The Devil's Music
Pairc Ui Chaoimh
Cork, Ireland.
24 - August - 1993.
Attendance: 39.000 (capacity: 40.000) - Support: Engine Alley, Utah Saints
Disc 1 (63:42)
01. TV: The Drug of the Nation (PA) / Drumming Boys (PA)
02. Zoo Station
03. The Fly
04. Even Better than the Real Thing
05. Mysterious Ways
06. One
07. Unchained Melody
08. Until the End of the World
09. New Year's Day
10. Numb
11. Tryin' to Throw Your Arms Around the World
12. Angel of Harlem
13. Stay (Faraway, so Close!)
14. Satellite of Love
Disc 2 (57:22)
01. Bad
02. The First Time (snippet)
03. Bullet the Blue Sky
04. Running to Stand Still
05. Where the Streets Have No Name
06. Pride (In the Name of Love)
07. - ZooTV Videoconfessionals -
08. Desire
09. Ultraviolet (Light My Way)
10. With or Without You
11. Love is Blindness
12. Can't Help Falling in Love
Recording Equipment - History
WM-D3 + mini mics > Analog 1st > CDR-1
Taper: Minerva Velasquez
Comments
Despite of being in Ireland, the show did not sell out, with a thousand tickets remaining and 39.000 people in attendance.
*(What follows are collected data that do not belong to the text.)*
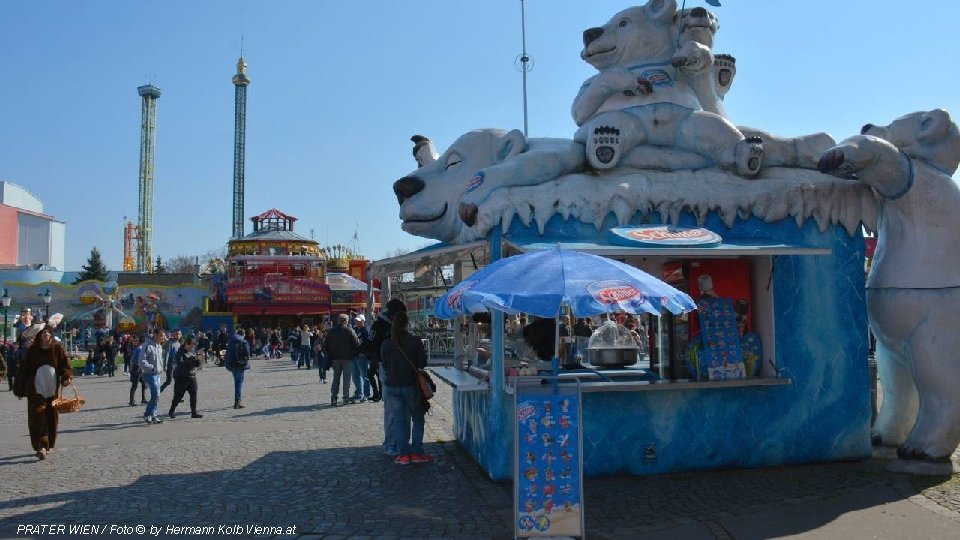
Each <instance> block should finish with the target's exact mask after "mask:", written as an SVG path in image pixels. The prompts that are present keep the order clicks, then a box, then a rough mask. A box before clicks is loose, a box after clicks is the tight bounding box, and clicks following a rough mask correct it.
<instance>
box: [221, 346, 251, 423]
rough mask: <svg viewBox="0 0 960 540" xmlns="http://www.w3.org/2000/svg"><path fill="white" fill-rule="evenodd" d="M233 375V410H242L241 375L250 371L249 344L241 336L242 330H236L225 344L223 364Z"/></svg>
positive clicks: (243, 404)
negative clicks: (233, 333)
mask: <svg viewBox="0 0 960 540" xmlns="http://www.w3.org/2000/svg"><path fill="white" fill-rule="evenodd" d="M224 364H225V365H226V367H227V369H229V370H230V372H231V373H233V408H234V409H242V408H244V407H245V405H244V404H243V375H244V372H245V371H246V370H248V369H250V344H249V343H247V340H246V338H244V335H243V329H242V328H239V327H238V328H237V333H236V334H234V335H233V338H231V339H230V342H229V343H228V344H227V360H226V362H225V363H224Z"/></svg>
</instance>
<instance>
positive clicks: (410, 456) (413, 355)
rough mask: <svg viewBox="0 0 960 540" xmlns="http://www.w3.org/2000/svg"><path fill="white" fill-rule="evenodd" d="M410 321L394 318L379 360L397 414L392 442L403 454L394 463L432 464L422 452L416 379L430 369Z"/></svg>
mask: <svg viewBox="0 0 960 540" xmlns="http://www.w3.org/2000/svg"><path fill="white" fill-rule="evenodd" d="M409 323H410V319H409V317H408V316H407V313H406V312H405V311H400V312H398V313H396V314H394V315H393V321H392V324H391V328H390V338H389V339H387V340H385V341H384V342H383V344H381V345H380V358H381V359H382V361H383V368H384V370H385V371H386V374H387V380H388V381H390V386H388V387H387V395H386V398H387V400H388V402H390V404H391V405H392V407H393V410H394V411H395V412H396V414H395V416H394V421H393V433H394V437H393V441H395V443H396V444H397V446H398V449H399V450H400V455H398V456H397V457H396V459H395V460H394V463H396V464H398V465H409V464H411V463H429V462H431V461H433V457H431V456H430V454H428V453H426V452H424V451H423V423H424V421H423V415H424V414H425V413H426V409H425V408H424V407H423V406H422V405H421V399H420V396H419V395H418V393H419V392H420V389H419V385H418V383H417V377H418V375H419V372H420V370H421V369H423V368H424V367H426V366H427V351H426V349H425V348H424V346H423V342H422V341H421V340H420V339H419V338H417V337H416V336H413V335H411V334H410V332H409V330H408V329H407V326H408V325H409Z"/></svg>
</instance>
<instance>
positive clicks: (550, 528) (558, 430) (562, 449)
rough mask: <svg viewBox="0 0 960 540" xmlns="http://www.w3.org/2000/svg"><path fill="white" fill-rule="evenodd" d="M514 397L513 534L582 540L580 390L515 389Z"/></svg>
mask: <svg viewBox="0 0 960 540" xmlns="http://www.w3.org/2000/svg"><path fill="white" fill-rule="evenodd" d="M515 396H516V411H517V417H516V426H515V427H516V441H517V442H516V449H517V454H516V455H515V456H514V458H515V463H516V470H515V481H514V483H513V485H514V516H515V517H516V521H515V528H514V532H515V535H516V536H517V537H518V538H532V537H538V536H569V537H577V538H582V537H583V482H582V477H583V467H582V462H583V458H582V453H583V449H582V445H581V439H582V436H581V425H580V418H581V411H580V392H579V386H576V385H547V386H535V387H531V386H527V387H524V386H521V385H518V386H517V389H516V394H515Z"/></svg>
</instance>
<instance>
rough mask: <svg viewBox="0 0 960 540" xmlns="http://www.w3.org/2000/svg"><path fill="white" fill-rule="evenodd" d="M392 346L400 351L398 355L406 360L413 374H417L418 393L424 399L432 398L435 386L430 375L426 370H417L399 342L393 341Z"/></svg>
mask: <svg viewBox="0 0 960 540" xmlns="http://www.w3.org/2000/svg"><path fill="white" fill-rule="evenodd" d="M394 344H395V345H396V346H397V349H400V354H402V355H403V357H404V358H406V359H407V363H409V364H410V367H412V368H413V371H414V373H416V374H417V386H419V387H420V393H421V394H423V398H424V399H431V398H433V395H434V393H436V391H437V385H436V383H434V382H433V379H431V378H430V374H429V373H427V372H426V370H423V369H420V368H418V367H417V366H416V365H414V363H413V362H412V361H411V360H410V357H409V356H407V353H406V351H404V350H403V346H402V345H401V344H400V342H399V341H397V340H394Z"/></svg>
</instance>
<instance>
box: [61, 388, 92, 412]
mask: <svg viewBox="0 0 960 540" xmlns="http://www.w3.org/2000/svg"><path fill="white" fill-rule="evenodd" d="M70 388H71V389H73V399H67V398H64V397H56V398H54V400H53V408H54V409H55V410H56V411H57V412H62V413H68V412H79V411H80V409H81V408H83V404H84V403H86V401H85V400H84V399H83V398H82V397H80V392H78V391H77V387H76V385H74V384H73V383H70Z"/></svg>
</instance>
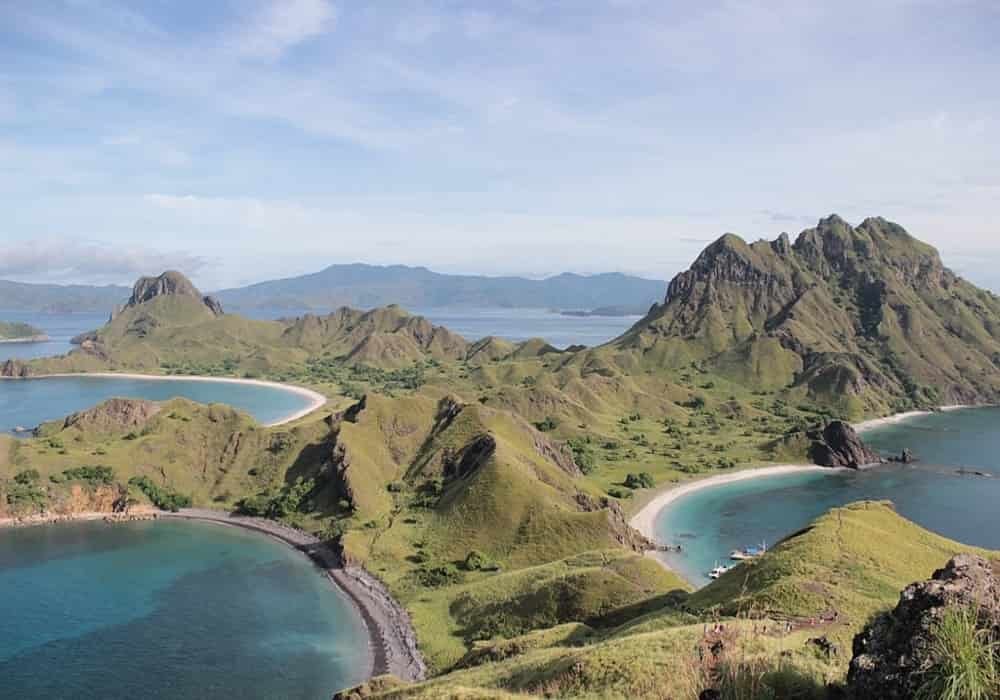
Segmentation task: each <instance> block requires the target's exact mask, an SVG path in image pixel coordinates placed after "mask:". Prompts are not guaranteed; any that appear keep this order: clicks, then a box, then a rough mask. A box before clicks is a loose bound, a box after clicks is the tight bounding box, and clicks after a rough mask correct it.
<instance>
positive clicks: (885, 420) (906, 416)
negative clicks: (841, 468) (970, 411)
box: [851, 403, 995, 433]
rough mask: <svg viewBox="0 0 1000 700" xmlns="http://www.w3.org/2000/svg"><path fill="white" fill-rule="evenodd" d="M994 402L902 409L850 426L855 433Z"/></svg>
mask: <svg viewBox="0 0 1000 700" xmlns="http://www.w3.org/2000/svg"><path fill="white" fill-rule="evenodd" d="M994 405H995V404H988V403H986V404H951V405H948V406H938V407H937V408H936V409H934V410H933V411H904V412H903V413H894V414H893V415H891V416H885V417H883V418H872V419H871V420H866V421H861V422H860V423H855V424H853V425H852V426H851V427H852V428H854V432H856V433H864V432H867V431H869V430H872V429H874V428H881V427H883V426H886V425H895V424H897V423H905V422H906V421H908V420H910V419H912V418H919V417H920V416H930V415H934V414H935V413H950V412H952V411H964V410H965V409H968V408H989V407H990V406H994Z"/></svg>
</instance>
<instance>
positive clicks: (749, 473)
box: [629, 464, 837, 573]
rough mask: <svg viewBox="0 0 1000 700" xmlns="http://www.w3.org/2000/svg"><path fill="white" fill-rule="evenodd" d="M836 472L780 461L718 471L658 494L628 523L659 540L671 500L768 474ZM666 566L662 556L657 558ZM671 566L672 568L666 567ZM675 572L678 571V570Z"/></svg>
mask: <svg viewBox="0 0 1000 700" xmlns="http://www.w3.org/2000/svg"><path fill="white" fill-rule="evenodd" d="M817 471H825V472H834V471H837V469H835V468H832V467H820V466H817V465H815V464H778V465H774V466H770V467H754V468H750V469H744V470H742V471H736V472H731V473H729V474H717V475H715V476H709V477H705V478H695V479H691V480H689V481H679V482H676V483H673V484H670V485H669V486H667V487H665V488H664V489H662V490H660V491H658V492H657V493H655V495H654V496H653V498H651V499H650V500H649V501H648V502H647V503H645V504H644V505H643V506H642V508H640V509H639V511H638V512H637V513H635V515H633V516H632V517H631V518H629V525H631V526H632V527H633V528H634V529H635V530H638V531H639V533H641V534H642V535H643V536H644V537H646V538H647V539H649V540H652V541H653V542H656V541H657V539H656V519H657V517H658V516H659V514H660V513H661V512H662V511H663V510H664V509H665V508H667V507H668V506H669V505H670V504H671V503H673V502H674V501H677V500H678V499H680V498H683V497H684V496H687V495H688V494H691V493H694V492H696V491H701V490H703V489H708V488H713V487H715V486H721V485H723V484H730V483H733V482H736V481H746V480H747V479H759V478H762V477H766V476H780V475H783V474H799V473H802V472H817ZM656 560H657V561H659V562H660V563H661V564H663V565H664V566H667V565H666V563H665V562H663V560H662V558H659V557H657V558H656ZM667 568H669V567H667ZM675 573H676V572H675Z"/></svg>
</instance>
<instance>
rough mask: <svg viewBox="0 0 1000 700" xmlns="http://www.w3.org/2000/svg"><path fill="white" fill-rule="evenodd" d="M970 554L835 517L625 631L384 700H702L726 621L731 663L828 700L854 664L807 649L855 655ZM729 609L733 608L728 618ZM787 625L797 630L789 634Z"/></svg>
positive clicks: (562, 635) (445, 681) (822, 521)
mask: <svg viewBox="0 0 1000 700" xmlns="http://www.w3.org/2000/svg"><path fill="white" fill-rule="evenodd" d="M969 550H972V548H969V547H965V546H963V545H961V544H959V543H956V542H951V541H949V540H946V539H945V538H942V537H939V536H937V535H934V534H933V533H930V532H927V531H926V530H923V529H921V528H919V527H917V526H916V525H914V524H912V523H910V522H908V521H906V520H904V519H903V518H901V517H900V516H898V515H897V514H896V513H895V512H894V511H893V510H892V509H891V508H890V507H888V506H887V505H885V504H880V503H859V504H854V505H851V506H846V507H844V508H838V509H835V510H833V511H831V512H830V513H828V514H827V515H824V516H823V517H821V518H819V519H818V520H816V521H815V522H814V523H813V524H812V525H811V526H810V527H809V528H808V530H806V531H804V532H803V533H800V534H798V535H796V536H794V537H792V538H789V539H788V540H786V541H785V542H783V543H781V544H780V545H779V546H778V547H776V548H775V549H773V550H772V551H771V552H770V553H768V554H767V555H766V556H765V557H763V558H762V559H761V560H760V561H759V562H757V563H756V564H755V565H753V566H746V565H744V566H742V567H740V568H738V569H737V570H735V571H734V572H733V573H731V574H729V575H727V576H725V577H724V578H723V579H721V580H720V581H718V582H715V583H713V584H712V585H711V586H708V587H707V588H705V589H703V590H702V591H699V592H698V593H696V594H694V595H693V596H691V597H690V598H688V599H687V600H686V601H681V602H679V603H677V604H675V605H665V606H664V607H663V608H661V609H660V610H658V611H655V612H652V613H649V614H646V615H645V616H643V617H640V618H637V619H634V620H631V621H629V622H628V623H626V624H624V625H622V626H620V627H618V628H615V629H610V630H596V631H589V632H588V630H587V629H586V628H584V629H583V630H582V631H580V630H567V629H566V628H564V629H563V630H562V631H561V632H562V634H553V636H552V639H551V640H546V641H544V642H542V643H541V644H539V643H531V640H530V638H528V639H526V640H525V641H524V642H523V643H518V641H519V640H515V641H512V642H507V643H505V648H500V649H497V650H495V651H496V653H495V654H494V656H493V658H501V657H503V656H504V655H505V654H506V655H508V656H507V657H506V658H503V660H501V661H498V662H493V663H490V662H489V661H487V662H486V663H483V664H481V665H478V666H474V667H472V668H466V669H461V670H456V671H454V672H452V673H449V674H446V675H444V676H441V677H439V678H435V679H432V680H430V681H428V682H426V683H423V684H418V685H415V686H411V687H409V688H397V689H396V690H395V691H394V692H393V693H388V694H385V695H379V694H376V695H374V696H373V697H427V698H430V697H441V696H442V695H441V694H442V693H445V692H448V691H449V690H451V691H454V690H455V689H457V688H468V687H478V688H485V689H489V690H497V691H502V692H514V693H544V694H546V695H547V696H549V697H580V698H662V697H673V698H678V699H687V698H691V699H692V700H693V698H695V697H697V693H698V692H699V691H700V690H701V689H702V688H703V687H704V686H702V685H700V680H701V677H700V675H699V663H698V660H697V659H698V655H697V652H696V650H697V648H698V647H699V645H700V643H701V642H702V640H703V639H704V637H705V633H706V629H709V628H710V627H711V626H712V625H714V624H716V623H717V622H718V621H721V622H722V623H723V624H725V625H726V633H725V641H726V643H727V644H728V645H729V648H730V652H729V654H730V656H731V657H732V658H734V659H737V660H739V661H740V662H742V663H747V662H749V661H751V660H753V659H755V658H759V657H763V658H767V659H777V658H784V659H785V664H786V665H787V666H794V667H795V668H796V669H798V673H800V674H801V675H802V676H803V677H804V678H805V679H806V680H805V681H803V682H804V685H805V687H807V688H811V689H812V691H813V692H815V693H817V695H816V697H821V695H819V693H820V692H821V688H822V686H823V685H824V684H825V683H826V682H827V681H837V680H840V679H842V678H843V674H844V672H845V670H846V665H847V662H848V661H849V660H850V655H849V654H847V653H844V651H842V653H841V654H839V655H837V656H835V657H832V658H827V657H826V656H825V655H824V654H821V653H819V652H818V651H817V650H816V647H815V646H814V645H812V644H809V643H807V642H808V640H809V639H810V638H813V637H816V636H818V635H826V636H827V637H829V638H830V639H832V640H833V641H835V642H836V643H838V644H839V645H840V648H841V650H846V649H849V647H850V639H851V637H852V635H853V634H854V633H855V632H856V631H857V630H858V629H860V627H861V626H862V625H863V624H864V622H865V621H866V620H867V619H868V617H869V616H870V615H872V614H873V613H875V612H876V611H878V610H881V609H885V608H887V607H890V606H891V605H893V604H895V602H896V600H897V598H898V596H899V591H900V589H901V588H903V587H904V586H905V585H906V584H908V583H910V582H912V581H914V580H919V579H924V578H927V577H928V576H929V575H930V574H931V573H932V572H933V571H934V569H936V568H938V567H940V566H941V565H943V564H944V563H945V562H946V561H947V560H948V558H949V557H951V556H952V555H953V554H955V553H956V552H958V551H969ZM973 551H974V550H973ZM986 554H988V555H991V556H1000V554H998V553H986ZM748 572H749V575H747V574H748ZM719 605H721V606H722V607H723V608H725V609H726V611H725V612H723V613H722V616H721V617H719V614H718V612H717V606H719ZM831 606H832V607H835V608H836V609H837V610H838V611H839V612H840V615H839V616H838V618H837V619H836V621H835V622H830V623H819V624H817V625H816V626H811V625H809V624H808V622H807V620H808V618H809V617H817V618H818V617H819V616H820V615H821V614H822V613H823V612H825V611H827V610H829V609H830V608H831ZM749 612H753V613H754V614H755V617H754V618H751V617H749V616H748V615H747V614H746V613H749ZM727 613H728V614H727ZM738 613H742V614H738ZM788 618H791V619H792V620H793V622H794V626H793V630H792V631H791V632H790V633H787V634H786V633H785V627H784V624H783V623H784V620H786V619H788ZM707 622H711V624H706V623H707ZM765 626H766V631H765ZM569 631H572V632H575V633H574V634H568V633H567V632H569ZM511 647H513V650H512V649H511ZM517 652H519V653H517ZM782 654H784V655H785V656H783V657H782V656H781V655H782ZM483 658H484V659H489V658H490V656H489V655H487V654H484V655H483ZM804 697H813V696H812V695H807V696H804Z"/></svg>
Controversy happened before the show, and book U2 Live, written by Pimm Jal de la Parra (and Caroline Van Oosten de Boer), and published by Omnibus Press (2003), picks it up very well. Quoting it:
--Sales for Cork are initially slow, but pick up in the last few weeks and sell out but for a thousand. The Cork show is preceded by another controversy, when Cork County secretary Frank Murphy of the highly conservative Gaelic Athletics Association, who own the stadium, bans the sale of U2's 'Achtung Baby' condoms from their merchandise stands. U2 manager Paul McGuinness reacts by handing out handfuls of condoms for free to an eagerly accepting crowd. His action is criticised by the Lord Mayor of Cork, who is upset "because there were also 13-year olds in the audience". Of course, Bono uses his McPhisto character to take a sneer at Frank Murphy's decision. "Civilisation is crumbling, who can take it back from the the brink? The GAA, that's who! We're their guests tonight, so there'll be no sale of condoms, no rubber Johnnies". The crowd laugh as he continues to ridicule Murphy: "We don't want the young people carried away on a sea of seed and desire, now we do? They'll be at it like rabbits, slaves to the devil's monument, delivered to the gates of the hell in latex jackets! Contraception, safe sex, AIDS: it's not their problem. No homo's, junkies or Haitians here tonight; just castrated, abstemious, happy families! Fine and dandy, not a willie in sight. And we got the GAA to thank for that". McPhisto delivers a brief rendition of an old Eurovision Song Contest entry, Dana's All Kinds of Everything, when he calls Frank Murphy, but nobody picks up. Murphy is in the stadium watching the show.--
This is a hard to find item, transferred from a first gen cassette by Dana Fletcher. The concert is complete, although it contains some small edits. Sound quality is very good, with all instruments well audible as they come through pretty clear. The major inconvenience here is that crowd noise is quite loud, with some singing and hard clapping near the taper, conversations, and a bunch of girls screaming hysterically here and there, that can be annoying. Hadn't it been for the crowd noise, this tape would have been rated as a bright "VG audience", as when people calm down, both music and vocals sound very solid.
A few small edits occur before Numb, at the end of Running to Stand to Still, after Pride, and after the 'ZooTV Videoconfessionals', but none of them bring major issues.